Pelvetia canaliculata, the channelled wrack, is a very common brown alga (Phaeophyceae) found on the rocks of the upper shores of Europe. It is the only species remaining in the monotypic genus Pelvetia. In 1999, the other members of this genus were reclassified as Silvetia due to differences of oogonium structure and of nucleic acid sequences of the rDNA.

==Description==
Pelvetia grows to a maximum length of 15 cm in dense tufts, the fronds being deeply channeled on one side: the channels and a mucus layer help prevent the seaweed drying (desiccation) when the tide is out. It is irregularly dichotomously branched with terminal receptacles, and is dark brown in color. Each branch is of uniform width and without a midrib. The receptacles are forked at the tips.

It is distinguished from other large brown algae by the channels along the frond. It has no mid-rib, no air-vesicles and no cryptostomata. It forms the uppermost zone of algae on the shore growing at or above high-water mark. The reproductive organs form swollen, irregularly shaped receptacles at the end of the branches. The conceptacles are hermaphrodite and borne within the receptacles at the apices.

==Taxonomy==
The genus name of Pelvetia is in honour of François Alexandre Pelvet (1801–1882), who was a French naturalist and plant collector.
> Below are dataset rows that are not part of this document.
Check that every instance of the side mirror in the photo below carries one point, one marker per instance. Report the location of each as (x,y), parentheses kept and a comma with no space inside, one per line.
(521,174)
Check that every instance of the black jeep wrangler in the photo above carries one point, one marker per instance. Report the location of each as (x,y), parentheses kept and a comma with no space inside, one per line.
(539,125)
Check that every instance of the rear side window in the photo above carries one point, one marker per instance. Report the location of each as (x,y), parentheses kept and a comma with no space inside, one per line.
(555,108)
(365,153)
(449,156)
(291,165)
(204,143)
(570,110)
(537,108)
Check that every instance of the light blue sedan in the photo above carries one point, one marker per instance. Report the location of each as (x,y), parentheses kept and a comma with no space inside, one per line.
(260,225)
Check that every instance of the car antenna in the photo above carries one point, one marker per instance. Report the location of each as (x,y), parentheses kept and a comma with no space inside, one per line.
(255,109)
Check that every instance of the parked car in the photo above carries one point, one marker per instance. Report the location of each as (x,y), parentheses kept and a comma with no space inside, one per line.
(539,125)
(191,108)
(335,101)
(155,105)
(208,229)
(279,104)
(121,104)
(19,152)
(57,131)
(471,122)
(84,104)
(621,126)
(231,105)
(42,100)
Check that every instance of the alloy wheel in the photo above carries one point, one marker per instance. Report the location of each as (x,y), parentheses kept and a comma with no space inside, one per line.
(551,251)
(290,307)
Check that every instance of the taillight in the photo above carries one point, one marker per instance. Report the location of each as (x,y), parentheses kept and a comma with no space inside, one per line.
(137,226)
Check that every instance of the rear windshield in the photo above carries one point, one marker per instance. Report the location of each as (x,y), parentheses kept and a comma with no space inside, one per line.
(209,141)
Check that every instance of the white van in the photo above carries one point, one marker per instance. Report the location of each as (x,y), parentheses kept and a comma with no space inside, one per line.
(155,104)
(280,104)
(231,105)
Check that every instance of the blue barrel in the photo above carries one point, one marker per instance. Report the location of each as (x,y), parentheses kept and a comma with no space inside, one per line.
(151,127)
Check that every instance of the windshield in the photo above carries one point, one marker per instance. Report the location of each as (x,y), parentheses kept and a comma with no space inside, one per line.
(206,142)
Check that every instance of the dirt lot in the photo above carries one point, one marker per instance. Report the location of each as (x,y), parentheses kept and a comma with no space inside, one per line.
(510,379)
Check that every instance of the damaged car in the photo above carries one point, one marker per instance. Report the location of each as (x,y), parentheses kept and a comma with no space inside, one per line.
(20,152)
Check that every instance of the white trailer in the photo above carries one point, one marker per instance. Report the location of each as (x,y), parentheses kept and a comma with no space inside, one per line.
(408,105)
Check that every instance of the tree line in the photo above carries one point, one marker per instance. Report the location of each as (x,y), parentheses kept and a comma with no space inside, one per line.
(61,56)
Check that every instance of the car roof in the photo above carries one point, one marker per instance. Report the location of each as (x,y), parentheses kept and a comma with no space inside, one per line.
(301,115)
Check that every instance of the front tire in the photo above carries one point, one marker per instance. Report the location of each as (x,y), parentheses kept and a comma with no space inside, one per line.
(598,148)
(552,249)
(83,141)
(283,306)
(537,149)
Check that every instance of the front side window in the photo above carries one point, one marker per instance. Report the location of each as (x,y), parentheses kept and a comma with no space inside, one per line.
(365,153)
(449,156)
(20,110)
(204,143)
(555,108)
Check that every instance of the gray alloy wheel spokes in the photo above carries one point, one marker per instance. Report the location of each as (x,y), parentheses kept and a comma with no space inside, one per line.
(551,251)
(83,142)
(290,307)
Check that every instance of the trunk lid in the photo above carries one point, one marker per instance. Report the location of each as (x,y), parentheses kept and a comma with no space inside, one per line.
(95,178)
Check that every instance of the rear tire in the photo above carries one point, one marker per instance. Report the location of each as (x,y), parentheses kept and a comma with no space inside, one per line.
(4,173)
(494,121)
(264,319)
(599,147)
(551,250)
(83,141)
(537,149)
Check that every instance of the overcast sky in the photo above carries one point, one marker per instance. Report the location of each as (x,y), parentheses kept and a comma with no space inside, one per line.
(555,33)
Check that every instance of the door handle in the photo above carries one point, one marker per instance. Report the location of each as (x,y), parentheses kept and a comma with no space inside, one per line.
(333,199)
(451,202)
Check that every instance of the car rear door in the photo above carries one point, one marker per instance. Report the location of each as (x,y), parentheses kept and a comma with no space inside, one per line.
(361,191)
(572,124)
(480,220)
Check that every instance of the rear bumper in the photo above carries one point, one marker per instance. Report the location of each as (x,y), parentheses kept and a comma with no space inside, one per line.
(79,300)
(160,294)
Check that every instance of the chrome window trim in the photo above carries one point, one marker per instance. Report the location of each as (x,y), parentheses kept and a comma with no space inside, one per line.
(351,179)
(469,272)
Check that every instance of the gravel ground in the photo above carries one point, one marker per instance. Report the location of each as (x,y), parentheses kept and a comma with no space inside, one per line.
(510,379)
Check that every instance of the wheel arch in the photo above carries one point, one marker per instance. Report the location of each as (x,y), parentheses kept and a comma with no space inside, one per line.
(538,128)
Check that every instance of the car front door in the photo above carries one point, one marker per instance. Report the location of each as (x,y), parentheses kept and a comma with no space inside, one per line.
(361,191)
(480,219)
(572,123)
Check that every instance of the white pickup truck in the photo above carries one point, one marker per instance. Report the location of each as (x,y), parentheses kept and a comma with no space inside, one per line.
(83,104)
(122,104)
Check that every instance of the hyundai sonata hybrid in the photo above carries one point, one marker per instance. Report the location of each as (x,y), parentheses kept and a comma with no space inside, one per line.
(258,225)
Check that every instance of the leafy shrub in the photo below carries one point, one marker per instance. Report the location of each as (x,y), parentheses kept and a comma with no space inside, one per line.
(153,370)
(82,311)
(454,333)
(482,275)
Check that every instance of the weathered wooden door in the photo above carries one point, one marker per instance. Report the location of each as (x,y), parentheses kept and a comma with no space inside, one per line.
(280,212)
The genus was circumscribed by Joseph Decaisne and Gustave Adolphe Thuret in Ann. Sci. Nat. Bot. ser. 3, vol. 3 on page 12 in 1845.

==Reproduction==
Both sexes occur in the same plant, the reproductive structures develop at the apices. The receptacles are swollen during the summer and are yellowish-green at maturity.

==Ecology==
Pelvetia canaliculata is the only large algae growing on rocks forming a zone along the upper shore at the upper littoral zone, on the shores of the British Isles. It tolerates a wide range of exposure conditions. It needs periods of exposure to the air, and sometimes grows so high up a beach that coarse grass and other longshore angiosperms grow among it. If it is submerged for more than six hours out of 12 it begins to decay.

==Distribution==
Pelvetia canaliculata is common on the Atlantic shores of Europe from Iceland to Spain, including Norway, Ireland, Great Britain, the Netherlands, France and Portugal. In Ireland, collection of Pelvetia canaliculata (dúlamán) has been recorded as a source of sustenance during times of famine. A popular Irish folk song, Dúlamán, describes events transpiring between two people who collected the seaweed as a profession.